Partners that launched managed services a few years ago, investing in their own capital, are coming back to Avnet, which recently launched its own backup-as-a-service offering.
“Partners still want to control the customer and have leverage in the channel, but they’re starting to think, ‘Maybe I don’t need my own data centre or capital equipment. Maybe I can leverage Avnet to help me do that and maybe get them to leverage IBM’s new Softlayer, Amazon or Azure infrastructure-as-a-service.’”
Adams says Avnet already services several hundred partners on its infrastructure hosted by Fujitsu. “It’s a poorly kept secret but, if you look at distributor land, we have one of the biggest managed services and hosting services in Australia – in the millions of dollars every month.”

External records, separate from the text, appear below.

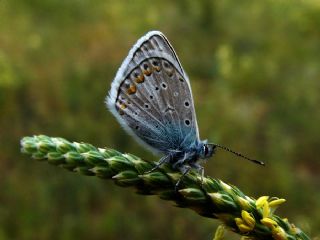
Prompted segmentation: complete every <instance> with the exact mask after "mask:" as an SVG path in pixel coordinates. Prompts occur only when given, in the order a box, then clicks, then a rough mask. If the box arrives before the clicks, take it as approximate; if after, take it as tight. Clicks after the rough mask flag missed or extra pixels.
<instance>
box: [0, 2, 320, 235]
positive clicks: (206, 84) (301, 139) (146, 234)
mask: <svg viewBox="0 0 320 240" xmlns="http://www.w3.org/2000/svg"><path fill="white" fill-rule="evenodd" d="M319 26H320V2H319V1H317V0H304V1H302V0H279V1H274V0H266V1H241V2H238V1H231V0H225V1H218V0H215V1H214V0H201V1H192V0H186V1H183V0H179V1H169V0H164V1H152V2H150V1H144V0H140V1H123V0H119V1H111V0H96V1H89V0H69V1H56V0H29V1H19V0H10V1H8V0H1V1H0V29H1V32H0V189H1V190H0V239H43V240H46V239H212V236H213V233H214V231H215V229H216V227H217V225H218V222H217V221H215V220H211V219H206V218H203V217H200V216H198V215H197V214H195V213H194V212H192V211H190V210H183V209H178V208H175V207H173V206H172V203H169V202H165V201H162V200H160V199H158V198H157V197H143V196H139V195H136V194H135V193H134V191H133V190H131V189H123V188H120V187H117V186H115V185H114V184H113V183H112V182H110V181H105V180H100V179H97V178H94V177H85V176H80V175H77V174H73V173H70V172H68V171H65V170H62V169H60V168H56V167H53V166H50V165H49V164H47V163H39V162H36V161H35V160H31V159H29V158H28V157H26V156H23V155H22V154H21V153H20V146H19V141H20V138H21V137H23V136H27V135H34V134H46V135H49V136H59V137H64V138H66V139H68V140H71V141H84V142H89V143H92V144H94V145H96V146H100V147H104V146H108V147H112V148H115V149H117V150H119V151H122V152H130V153H133V154H135V155H137V156H140V157H143V158H145V159H150V160H152V161H154V160H157V158H156V157H154V156H152V155H151V154H150V153H149V152H147V151H146V150H145V149H143V148H142V147H140V146H139V145H138V144H137V143H136V142H135V141H134V140H133V139H132V138H131V137H130V136H128V135H127V134H126V133H125V132H124V131H123V130H122V129H121V127H120V125H119V124H118V122H117V121H116V119H115V118H114V117H113V116H112V115H111V114H110V113H109V112H108V110H107V109H106V107H105V105H104V98H105V96H106V94H107V91H108V90H109V88H110V83H111V81H112V80H113V78H114V76H115V73H116V71H117V69H118V67H119V66H120V64H121V62H122V61H123V59H124V58H125V57H126V55H127V53H128V51H129V49H130V48H131V46H132V45H133V44H134V43H135V41H136V40H137V39H138V38H140V37H141V36H142V35H143V34H145V33H146V32H147V31H149V30H153V29H157V30H160V31H162V32H163V33H165V34H166V35H167V37H168V38H169V40H170V42H171V43H172V45H173V46H174V48H175V50H176V52H177V54H178V56H179V58H180V60H181V62H182V65H183V66H184V69H185V70H186V72H187V73H188V75H189V77H190V80H191V84H192V88H193V95H194V99H195V105H196V110H197V117H198V124H199V128H200V135H201V137H202V138H204V139H205V138H208V139H210V141H213V142H216V143H219V144H223V145H226V146H229V147H230V148H232V149H234V150H237V151H239V152H242V153H245V154H246V155H248V156H250V157H253V158H257V159H260V160H263V161H265V162H266V163H267V166H266V167H264V168H263V167H259V166H257V165H254V164H251V163H250V162H246V161H243V160H241V159H239V158H236V157H235V156H233V155H231V154H229V153H225V152H218V153H217V154H216V155H215V156H214V157H213V158H212V159H210V160H209V161H208V162H207V163H206V166H205V169H206V174H207V175H210V176H212V177H216V178H220V179H222V180H223V181H225V182H228V183H231V184H234V185H236V186H238V187H239V188H240V189H241V190H242V191H244V192H245V193H246V194H247V195H249V196H252V197H259V196H261V195H269V196H277V197H281V198H285V199H287V202H286V203H285V204H284V205H283V206H281V208H280V209H279V210H278V211H277V214H279V215H280V216H283V217H288V218H289V220H290V221H291V222H293V223H295V225H297V226H298V227H300V228H301V229H303V230H304V231H305V232H306V233H308V234H309V235H310V236H312V237H316V236H318V237H319V236H320V230H319V229H320V214H319V213H320V201H319V199H320V191H319V189H320V177H319V172H320V162H319V161H320V153H319V151H318V150H319V149H318V148H319V145H320V138H319V136H320V127H319V120H320V108H319V103H320V94H319V93H320V44H319V43H320V28H319ZM226 239H239V236H237V235H235V234H232V233H228V234H227V236H226Z"/></svg>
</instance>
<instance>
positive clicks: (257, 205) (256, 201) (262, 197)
mask: <svg viewBox="0 0 320 240" xmlns="http://www.w3.org/2000/svg"><path fill="white" fill-rule="evenodd" d="M268 199H269V196H262V197H259V198H258V199H257V201H256V206H257V208H262V207H263V205H265V204H266V203H268Z"/></svg>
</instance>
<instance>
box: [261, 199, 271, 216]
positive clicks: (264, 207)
mask: <svg viewBox="0 0 320 240" xmlns="http://www.w3.org/2000/svg"><path fill="white" fill-rule="evenodd" d="M262 215H263V217H264V218H265V217H269V216H270V208H269V204H268V202H266V203H265V204H264V205H263V208H262Z"/></svg>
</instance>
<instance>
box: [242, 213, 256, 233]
mask: <svg viewBox="0 0 320 240" xmlns="http://www.w3.org/2000/svg"><path fill="white" fill-rule="evenodd" d="M241 217H242V219H243V220H244V222H245V223H246V224H247V225H248V226H249V227H250V228H251V229H253V228H254V226H255V224H256V220H255V219H254V218H253V217H252V216H251V214H250V213H248V212H247V211H245V210H242V211H241Z"/></svg>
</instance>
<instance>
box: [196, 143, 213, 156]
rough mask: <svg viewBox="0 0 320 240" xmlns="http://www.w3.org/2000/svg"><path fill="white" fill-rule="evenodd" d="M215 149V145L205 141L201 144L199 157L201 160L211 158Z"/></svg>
mask: <svg viewBox="0 0 320 240" xmlns="http://www.w3.org/2000/svg"><path fill="white" fill-rule="evenodd" d="M215 148H216V146H215V145H214V144H212V143H207V142H206V141H204V142H203V143H202V144H201V148H200V154H199V157H200V158H201V159H206V158H210V157H211V156H212V155H213V154H214V152H215Z"/></svg>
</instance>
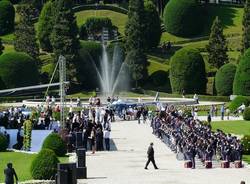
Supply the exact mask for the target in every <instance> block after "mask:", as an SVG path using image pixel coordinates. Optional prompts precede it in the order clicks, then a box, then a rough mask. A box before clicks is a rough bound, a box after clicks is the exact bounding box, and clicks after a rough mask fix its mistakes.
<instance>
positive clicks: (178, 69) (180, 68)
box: [170, 48, 207, 94]
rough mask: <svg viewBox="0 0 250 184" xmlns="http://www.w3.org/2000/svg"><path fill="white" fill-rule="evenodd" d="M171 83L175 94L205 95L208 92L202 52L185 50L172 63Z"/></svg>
mask: <svg viewBox="0 0 250 184" xmlns="http://www.w3.org/2000/svg"><path fill="white" fill-rule="evenodd" d="M170 83H171V88H172V92H173V93H181V92H182V91H183V89H184V90H185V92H186V93H190V94H194V93H199V94H204V93H205V91H206V83H207V79H206V71H205V63H204V61H203V58H202V56H201V54H200V52H199V51H198V50H196V49H192V48H183V49H180V50H179V51H177V52H176V53H175V55H174V56H173V57H172V58H171V61H170Z"/></svg>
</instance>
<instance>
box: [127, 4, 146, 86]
mask: <svg viewBox="0 0 250 184" xmlns="http://www.w3.org/2000/svg"><path fill="white" fill-rule="evenodd" d="M144 28H145V26H144V2H143V0H130V1H129V13H128V21H127V24H126V28H125V39H126V43H125V45H126V49H127V53H128V55H127V57H126V63H127V64H128V68H129V71H130V75H131V77H132V79H133V80H134V81H135V84H136V87H138V83H139V84H142V82H143V81H144V80H146V78H147V77H148V72H147V58H146V55H145V54H144V50H145V34H144ZM142 79H143V80H142Z"/></svg>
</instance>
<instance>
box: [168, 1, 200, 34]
mask: <svg viewBox="0 0 250 184" xmlns="http://www.w3.org/2000/svg"><path fill="white" fill-rule="evenodd" d="M163 21H164V24H165V28H166V30H167V32H169V33H171V34H174V35H176V36H184V37H189V36H194V35H197V34H199V33H200V31H201V30H202V29H203V23H204V21H203V13H202V7H201V5H200V3H199V2H198V1H197V0H170V1H169V3H168V4H167V5H166V7H165V10H164V19H163Z"/></svg>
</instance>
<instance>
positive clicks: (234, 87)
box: [233, 49, 250, 96]
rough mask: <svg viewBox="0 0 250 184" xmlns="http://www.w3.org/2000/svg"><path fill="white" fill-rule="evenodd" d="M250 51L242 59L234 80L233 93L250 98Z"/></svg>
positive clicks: (247, 49)
mask: <svg viewBox="0 0 250 184" xmlns="http://www.w3.org/2000/svg"><path fill="white" fill-rule="evenodd" d="M249 60H250V49H247V51H246V52H245V53H244V55H243V56H242V57H241V58H240V63H239V65H238V67H237V71H236V74H235V78H234V84H233V92H234V94H235V95H244V96H250V62H249Z"/></svg>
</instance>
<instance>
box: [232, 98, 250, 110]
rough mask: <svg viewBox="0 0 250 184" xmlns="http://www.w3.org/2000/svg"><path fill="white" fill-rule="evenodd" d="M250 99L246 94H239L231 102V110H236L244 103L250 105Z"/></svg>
mask: <svg viewBox="0 0 250 184" xmlns="http://www.w3.org/2000/svg"><path fill="white" fill-rule="evenodd" d="M249 102H250V101H249V99H248V98H247V97H244V96H237V97H236V98H235V99H234V100H233V101H232V102H231V103H230V104H229V109H230V110H231V111H236V110H237V109H238V107H240V106H241V105H242V104H243V103H244V104H245V105H246V106H248V105H249Z"/></svg>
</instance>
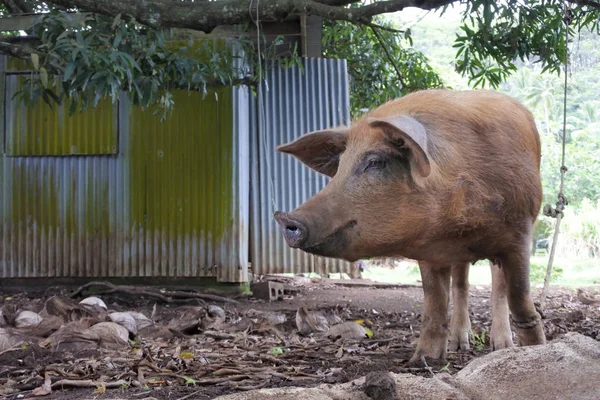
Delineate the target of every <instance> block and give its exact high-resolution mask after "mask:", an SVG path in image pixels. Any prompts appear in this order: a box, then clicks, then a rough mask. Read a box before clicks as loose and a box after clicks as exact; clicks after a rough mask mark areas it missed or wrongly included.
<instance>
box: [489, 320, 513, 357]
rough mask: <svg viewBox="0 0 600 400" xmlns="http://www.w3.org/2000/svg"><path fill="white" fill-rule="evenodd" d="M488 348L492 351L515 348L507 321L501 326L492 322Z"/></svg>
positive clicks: (498, 324)
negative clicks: (489, 341) (502, 349)
mask: <svg viewBox="0 0 600 400" xmlns="http://www.w3.org/2000/svg"><path fill="white" fill-rule="evenodd" d="M490 346H491V347H492V350H501V349H507V348H509V347H515V345H514V343H513V341H512V331H511V330H510V325H509V323H508V321H506V323H503V324H494V323H493V322H492V331H491V333H490Z"/></svg>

Endpoint management and Softlayer are growing areas of interest. Avnet wants to streamline the service, so partners can get the cloud equivalent of a drop-ship for hardware. “The gold standard would be to give the partner a self-help portal and have a true B2B connection.”
Avnet has also embraced software-as-a-service for its own processes, outsourcing HR to Success Factors and using Concur expense solutions.
The right things
Rapid response to competitors – or ‘agility’ – and business uncertainty are also reasons why the end customers are pushing for more flexible ways to consume IT, says Adams.
“In business, if you fail, you want to fail fast. Over a long period of time, failing gets more expensive. Using an opex consumption model means you can wind your costs back quickly.”
Even IBM, renowned for its nine-figure, multi-year outsourcing agreements, has responded to customer demand for leaner, swifter projects with rapid returns to the balance sheet. Last year it bought cloud-computing provider Softlayer, to compete with AWS, and now provides its System Z Unix servers under opex terms. IBM expects to provide storage on similar terms later this year, says Big Blue’s server business executive Andreas Wenzel.
And although there was no demand for Pure Systems yet, IBM is open to discussions with partners.
“We’re enhancing at the lower end of the product portfolio, so the smaller servers, and storage is something we’re working through,” Wenzel says. “I expect to see that in the next couple of weeks, months, we should have that available. It’s a more bespoke solution we customise for our clients but as it takes off, it’s a standard that we have to go to.”
And opex models are becoming more important for partners serving government, emergency services and public safety that are under IBM’s Smarter Cities umbrella.
“With the right partners and utility model, we have more flexibility to bring partners to market faster and help cities and regions deliver the right level of services to citizens.”
Wenzel says partners can start at IBM’s cloud marketplace.
“From a hardware perspective, the utility model is at the core of what we’re doing,” he says.
“We’re moving firmly into an opex world. The workload will determine if it sits on premises, off premises or on public cloud.”